Worst Emmy Tendrils: Malin Akerman
Okay, so we know there’s a hierarchy to these things, right? All the dresses are chosen in sequence of who gets to wear them, with the best going first, and the last ones going to the guest stars or wives or ladies Of A Certain Age.
Malin Akerman isn’t super A-list, but she’s not nobody, either. She’s got a new show coming out, she’s got a bankable face, and man, she is just so likeable. Every time I hear her talk, I’m like “Oh right, you’re a human”. She’s also Canadian, so I am delighted to be biased. We really are the nicest.
But as such, there should be a LOT available to her. This is not what I imagine she would choose given the option. She’s only 35! She’s not Julie Bowen!
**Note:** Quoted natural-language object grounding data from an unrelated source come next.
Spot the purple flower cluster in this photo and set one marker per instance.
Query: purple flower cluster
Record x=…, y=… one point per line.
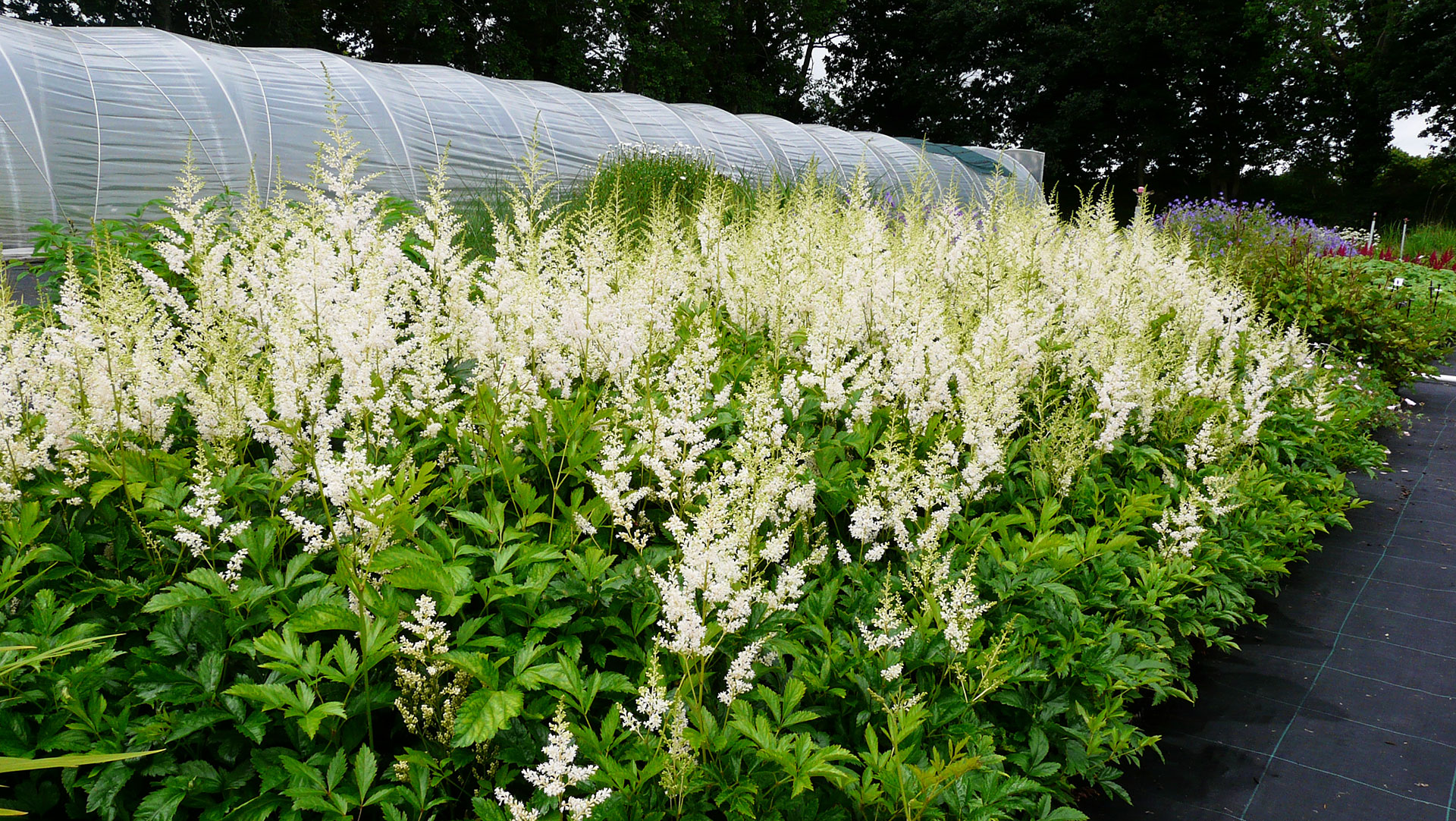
x=1218, y=226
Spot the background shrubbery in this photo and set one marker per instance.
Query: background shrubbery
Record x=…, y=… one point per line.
x=724, y=505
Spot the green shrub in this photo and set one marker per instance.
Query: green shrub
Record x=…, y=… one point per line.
x=802, y=510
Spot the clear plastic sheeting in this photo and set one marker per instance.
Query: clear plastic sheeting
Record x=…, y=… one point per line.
x=96, y=121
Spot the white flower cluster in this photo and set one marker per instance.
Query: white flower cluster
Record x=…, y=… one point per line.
x=430, y=689
x=309, y=331
x=1181, y=529
x=555, y=775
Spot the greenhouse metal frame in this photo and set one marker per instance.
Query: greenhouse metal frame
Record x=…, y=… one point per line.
x=96, y=121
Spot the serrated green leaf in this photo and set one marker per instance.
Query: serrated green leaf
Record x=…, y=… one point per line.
x=484, y=713
x=161, y=805
x=175, y=596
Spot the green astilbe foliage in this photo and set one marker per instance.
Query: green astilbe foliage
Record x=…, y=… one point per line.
x=821, y=507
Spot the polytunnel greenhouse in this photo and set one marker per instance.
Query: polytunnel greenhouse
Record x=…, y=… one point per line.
x=96, y=121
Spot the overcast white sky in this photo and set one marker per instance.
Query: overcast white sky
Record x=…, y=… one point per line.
x=1408, y=136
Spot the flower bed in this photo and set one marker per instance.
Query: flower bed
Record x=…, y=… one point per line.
x=819, y=508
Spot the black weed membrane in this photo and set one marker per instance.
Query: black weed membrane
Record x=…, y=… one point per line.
x=1343, y=705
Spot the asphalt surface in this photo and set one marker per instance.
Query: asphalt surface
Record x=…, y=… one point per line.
x=1343, y=706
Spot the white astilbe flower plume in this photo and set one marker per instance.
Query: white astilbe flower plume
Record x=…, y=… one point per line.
x=555, y=775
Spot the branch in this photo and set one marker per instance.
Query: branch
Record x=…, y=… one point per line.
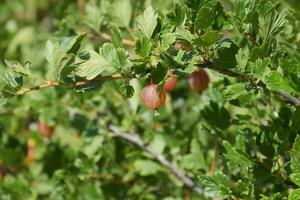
x=135, y=139
x=74, y=85
x=288, y=97
x=124, y=41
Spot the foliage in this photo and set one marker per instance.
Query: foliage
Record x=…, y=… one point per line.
x=80, y=66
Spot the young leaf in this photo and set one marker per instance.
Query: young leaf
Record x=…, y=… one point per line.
x=235, y=158
x=216, y=186
x=203, y=19
x=234, y=91
x=276, y=82
x=94, y=66
x=143, y=47
x=18, y=68
x=225, y=55
x=147, y=22
x=116, y=37
x=121, y=12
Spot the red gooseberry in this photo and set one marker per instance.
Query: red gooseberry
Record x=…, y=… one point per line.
x=45, y=130
x=198, y=80
x=151, y=98
x=170, y=83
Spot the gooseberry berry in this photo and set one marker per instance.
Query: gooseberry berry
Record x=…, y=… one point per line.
x=151, y=98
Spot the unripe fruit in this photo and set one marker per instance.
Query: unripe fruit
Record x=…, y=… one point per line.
x=45, y=130
x=198, y=81
x=170, y=84
x=151, y=98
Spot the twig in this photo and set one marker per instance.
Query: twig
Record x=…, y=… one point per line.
x=213, y=161
x=76, y=84
x=135, y=139
x=124, y=41
x=291, y=99
x=288, y=97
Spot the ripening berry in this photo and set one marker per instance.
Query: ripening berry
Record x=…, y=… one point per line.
x=170, y=83
x=30, y=151
x=151, y=98
x=198, y=81
x=2, y=173
x=45, y=130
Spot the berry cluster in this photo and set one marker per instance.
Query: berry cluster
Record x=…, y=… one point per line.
x=152, y=99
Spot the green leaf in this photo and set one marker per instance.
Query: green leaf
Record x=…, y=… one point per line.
x=143, y=47
x=94, y=66
x=61, y=57
x=276, y=82
x=116, y=37
x=235, y=91
x=177, y=17
x=121, y=12
x=73, y=45
x=218, y=117
x=236, y=159
x=295, y=161
x=259, y=68
x=294, y=195
x=118, y=58
x=203, y=19
x=93, y=17
x=296, y=120
x=146, y=167
x=216, y=186
x=159, y=73
x=167, y=40
x=147, y=22
x=208, y=38
x=18, y=68
x=126, y=90
x=225, y=55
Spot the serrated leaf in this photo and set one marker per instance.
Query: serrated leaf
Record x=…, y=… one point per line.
x=146, y=167
x=216, y=186
x=96, y=65
x=73, y=45
x=18, y=68
x=236, y=159
x=121, y=12
x=225, y=55
x=203, y=19
x=93, y=16
x=208, y=38
x=259, y=68
x=167, y=40
x=61, y=57
x=143, y=47
x=117, y=57
x=147, y=22
x=235, y=91
x=116, y=37
x=276, y=82
x=295, y=160
x=177, y=17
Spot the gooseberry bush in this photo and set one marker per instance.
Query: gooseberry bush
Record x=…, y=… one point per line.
x=150, y=99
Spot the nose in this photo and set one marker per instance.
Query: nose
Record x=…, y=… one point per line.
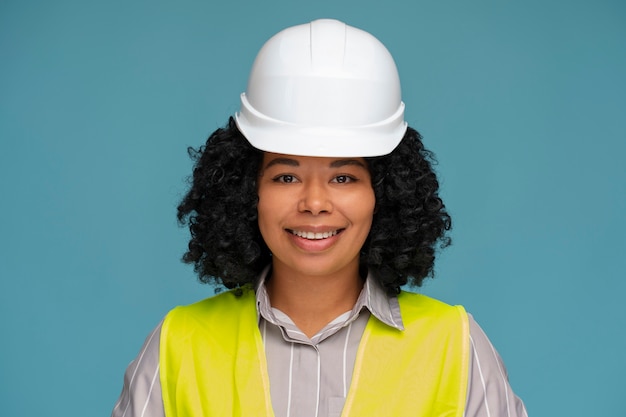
x=315, y=199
It could be a lot younger and a lot brighter and, as Lainey will say if I don’t, much more noticeably DEVOID OF HAIR TENDRILS.
The woman has laughing eyes, doesn’t she? Mischevious eyes that make you think she kind of gets what’s up. She wants to be wearing the kinds of things Kerry Washington passes over because she doesn’t have a home for them. She should be taking the kind of risks that nobody took, tonight, but that have been associated in the past with a Danes, or a January Jones, even.
But the style is…mall. Almost uniformly mall. Is this a fatal flaw or can it be fixed?